About TDF Session 72
More details on the session and the Zoom link available on Registration.
About Moranngam Khaling
Designer & Tattoo Artist
Headhunters Ink
New Delhi, India
Mo Naga (MoranngamKhaling) is an ethnic Uipo Naga tattoo artist. Originally from the northeastern Indian state of Manipur, he trained as a fashion designer at the prestigious National Institute of Fashion Technology in Hyderabad where he started tattooing fifteen years ago. In 2008, Mo Naga opened his first tattoo studio in Delhi, and in the same year he became the brand ambassador for Lee Jeans. Over the course of his career, he has become recognized as one of India’s most prominent tattoo artists. Mo Naga was one of only three India-based artists featured in The World Atlas of Tattoo (Yale University Press), which chronicles the work of one hundred leading global tattooists, and his artistic accomplishments have been featured in dozens of media features. In 2008, Lee Jeans promoted him as India’s Best Tattooist in a national campaign.

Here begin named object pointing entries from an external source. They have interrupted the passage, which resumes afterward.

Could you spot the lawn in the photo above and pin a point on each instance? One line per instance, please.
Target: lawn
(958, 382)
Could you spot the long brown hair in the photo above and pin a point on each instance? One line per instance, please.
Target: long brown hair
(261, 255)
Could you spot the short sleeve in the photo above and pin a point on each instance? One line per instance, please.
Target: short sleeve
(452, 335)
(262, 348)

After tattooing professionally in New Delhi for several years, he left the capital in 2012 and moved to Guwahati, Assam (the gateway city to the Naga homeland) to open the first tattoo studio and tattoo school in India’s northeast called Headhunters’ Ink. Armed with social capital and inspired by the desire to resurrect traditional Naga tattooing through training the next generation of artists, his seventy-five square meter space provided two courses that offered basic design, tattoo machine mechanics, clinical hygiene and sterilization practices, among other offerings. Subsequently his base of tattoo operations moved to Dimapur, the capital of Nagaland state, then back to his home village in Manipur where Headhunters’ Inknow operates as a seasonal enterprise. In order to sustain the tattoo school financially, however, Mo Naga opened a tattoo studio called Godna Gram in Delhi where he and his team of tattoo artists are dedicated to promoting Naga tattoo art and culture through contemporary renditions of traditional patterns and responsible tattooing.